Hace apenas 10 días, tras la victoria del Madrid en la Supercopa de Europa, decía que había que acabar con la desigualdad cada vez mayor que se estaba creando en el mundo del fútbol, y terminaba casi celebrando la victoria del Atlético de Madrid en la Liga. Un tío como yo, que duerme con un pijama con el escudo del Madrid en el pecho, diciendo esto… Me debo estar haciendo mayor. Pero venía a decir que ese triunfo era muy positivo para el fútbol, para la competitividad y sobre todo para la igualdad.

He esperado dos días tras la derrota del Madrid en la Supercopa de España frente al Atleti para que se me pasara el cabreo y para desdecirme en parte de lo dicho.
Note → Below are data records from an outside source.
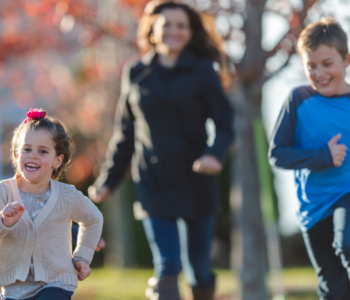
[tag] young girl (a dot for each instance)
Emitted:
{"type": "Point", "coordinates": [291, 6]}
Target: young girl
{"type": "Point", "coordinates": [37, 213]}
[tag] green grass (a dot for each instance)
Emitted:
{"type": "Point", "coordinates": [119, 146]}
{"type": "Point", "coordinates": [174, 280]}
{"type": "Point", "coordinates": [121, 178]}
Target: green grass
{"type": "Point", "coordinates": [130, 284]}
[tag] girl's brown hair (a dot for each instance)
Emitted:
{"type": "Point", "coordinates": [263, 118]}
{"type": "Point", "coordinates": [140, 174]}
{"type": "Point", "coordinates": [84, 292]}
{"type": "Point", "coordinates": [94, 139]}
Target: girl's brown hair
{"type": "Point", "coordinates": [62, 140]}
{"type": "Point", "coordinates": [204, 43]}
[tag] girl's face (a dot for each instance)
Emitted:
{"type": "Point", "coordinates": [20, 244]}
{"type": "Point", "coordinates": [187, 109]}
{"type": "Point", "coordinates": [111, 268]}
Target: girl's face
{"type": "Point", "coordinates": [172, 31]}
{"type": "Point", "coordinates": [36, 156]}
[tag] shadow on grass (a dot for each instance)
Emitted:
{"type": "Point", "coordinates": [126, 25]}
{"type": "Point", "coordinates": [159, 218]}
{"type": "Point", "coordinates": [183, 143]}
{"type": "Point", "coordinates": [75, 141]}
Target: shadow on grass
{"type": "Point", "coordinates": [304, 295]}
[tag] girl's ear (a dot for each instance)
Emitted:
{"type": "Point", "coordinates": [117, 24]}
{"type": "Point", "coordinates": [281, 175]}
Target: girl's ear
{"type": "Point", "coordinates": [59, 160]}
{"type": "Point", "coordinates": [347, 60]}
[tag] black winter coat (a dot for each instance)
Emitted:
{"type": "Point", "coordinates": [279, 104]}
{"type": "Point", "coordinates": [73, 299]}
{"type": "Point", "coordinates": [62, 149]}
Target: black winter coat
{"type": "Point", "coordinates": [160, 126]}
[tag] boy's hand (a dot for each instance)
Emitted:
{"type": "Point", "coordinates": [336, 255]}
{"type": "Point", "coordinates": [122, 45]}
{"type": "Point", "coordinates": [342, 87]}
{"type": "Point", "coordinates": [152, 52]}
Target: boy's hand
{"type": "Point", "coordinates": [11, 213]}
{"type": "Point", "coordinates": [207, 164]}
{"type": "Point", "coordinates": [83, 269]}
{"type": "Point", "coordinates": [338, 151]}
{"type": "Point", "coordinates": [99, 195]}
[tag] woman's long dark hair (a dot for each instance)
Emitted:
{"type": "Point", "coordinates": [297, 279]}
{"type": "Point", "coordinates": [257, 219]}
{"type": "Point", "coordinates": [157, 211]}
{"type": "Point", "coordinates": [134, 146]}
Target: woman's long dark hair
{"type": "Point", "coordinates": [202, 44]}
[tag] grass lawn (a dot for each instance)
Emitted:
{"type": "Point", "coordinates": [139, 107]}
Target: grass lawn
{"type": "Point", "coordinates": [130, 284]}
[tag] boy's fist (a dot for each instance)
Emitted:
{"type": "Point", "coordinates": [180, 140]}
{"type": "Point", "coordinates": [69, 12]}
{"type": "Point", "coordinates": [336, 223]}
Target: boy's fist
{"type": "Point", "coordinates": [11, 213]}
{"type": "Point", "coordinates": [338, 151]}
{"type": "Point", "coordinates": [83, 269]}
{"type": "Point", "coordinates": [207, 164]}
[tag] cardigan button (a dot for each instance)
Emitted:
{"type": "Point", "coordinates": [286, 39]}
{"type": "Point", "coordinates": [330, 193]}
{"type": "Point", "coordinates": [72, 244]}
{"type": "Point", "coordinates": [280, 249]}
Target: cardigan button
{"type": "Point", "coordinates": [153, 159]}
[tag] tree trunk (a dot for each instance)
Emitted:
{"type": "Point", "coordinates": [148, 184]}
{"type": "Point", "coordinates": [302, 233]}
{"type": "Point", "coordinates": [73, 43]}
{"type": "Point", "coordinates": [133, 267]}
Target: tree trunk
{"type": "Point", "coordinates": [249, 254]}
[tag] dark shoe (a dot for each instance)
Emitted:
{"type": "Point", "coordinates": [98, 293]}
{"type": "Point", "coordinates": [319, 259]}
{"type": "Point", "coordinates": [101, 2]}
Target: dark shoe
{"type": "Point", "coordinates": [164, 288]}
{"type": "Point", "coordinates": [203, 294]}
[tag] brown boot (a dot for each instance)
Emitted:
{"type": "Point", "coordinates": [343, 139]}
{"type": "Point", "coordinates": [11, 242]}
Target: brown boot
{"type": "Point", "coordinates": [203, 294]}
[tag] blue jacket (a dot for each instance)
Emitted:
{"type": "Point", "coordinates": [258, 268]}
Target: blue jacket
{"type": "Point", "coordinates": [160, 126]}
{"type": "Point", "coordinates": [299, 141]}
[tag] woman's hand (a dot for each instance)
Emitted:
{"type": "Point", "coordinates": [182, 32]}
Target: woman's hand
{"type": "Point", "coordinates": [207, 164]}
{"type": "Point", "coordinates": [82, 269]}
{"type": "Point", "coordinates": [99, 195]}
{"type": "Point", "coordinates": [12, 213]}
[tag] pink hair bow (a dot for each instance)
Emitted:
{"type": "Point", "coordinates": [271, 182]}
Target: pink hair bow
{"type": "Point", "coordinates": [34, 114]}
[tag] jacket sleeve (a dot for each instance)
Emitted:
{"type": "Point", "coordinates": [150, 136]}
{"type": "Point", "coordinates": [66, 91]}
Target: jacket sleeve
{"type": "Point", "coordinates": [283, 153]}
{"type": "Point", "coordinates": [90, 221]}
{"type": "Point", "coordinates": [219, 110]}
{"type": "Point", "coordinates": [121, 146]}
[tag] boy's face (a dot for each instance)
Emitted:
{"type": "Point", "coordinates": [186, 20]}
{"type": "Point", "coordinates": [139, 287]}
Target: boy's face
{"type": "Point", "coordinates": [325, 70]}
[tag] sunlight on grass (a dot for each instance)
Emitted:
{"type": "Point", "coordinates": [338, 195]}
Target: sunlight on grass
{"type": "Point", "coordinates": [130, 284]}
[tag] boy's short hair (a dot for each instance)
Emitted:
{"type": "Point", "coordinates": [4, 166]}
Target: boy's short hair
{"type": "Point", "coordinates": [327, 32]}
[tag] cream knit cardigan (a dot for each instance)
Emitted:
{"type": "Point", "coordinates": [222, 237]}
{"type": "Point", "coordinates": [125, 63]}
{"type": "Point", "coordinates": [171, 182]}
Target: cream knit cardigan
{"type": "Point", "coordinates": [48, 238]}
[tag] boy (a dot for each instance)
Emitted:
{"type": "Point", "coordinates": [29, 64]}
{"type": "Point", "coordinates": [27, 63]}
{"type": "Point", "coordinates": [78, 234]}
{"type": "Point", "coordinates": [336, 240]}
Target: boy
{"type": "Point", "coordinates": [311, 136]}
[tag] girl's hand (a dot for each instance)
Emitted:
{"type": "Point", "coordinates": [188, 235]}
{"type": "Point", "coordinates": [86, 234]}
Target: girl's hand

Una victoria de este tipo no es en absoluto positiva para el fútbol. supercopaEstaba viendo el partido con Josean, que en lo que a fútbol se refiere va de “aficionado imparcial”, curioso oxímoron por cierto, y ya en el minuto 10 de la primera parte, con marcador de 1-0 para los colchoneros, le dije: “Verás lo que tardan en sacar de puerta”. Lo cronometramos y fueron 42 segundos. ¡Al principio del partido! Que ni siquiera fue a punto de acabar, como en la final de Lisboa, en la que los jugadores del Atleti, tan fuertes para presionar, sufrían una flojera de piernas tal que hacía que se desmayaran continuamente, a pares. Luego se quejaron de los 5 minutos de descuento. ¡Pero si fueron pocos para todo el tiempo que perdieron!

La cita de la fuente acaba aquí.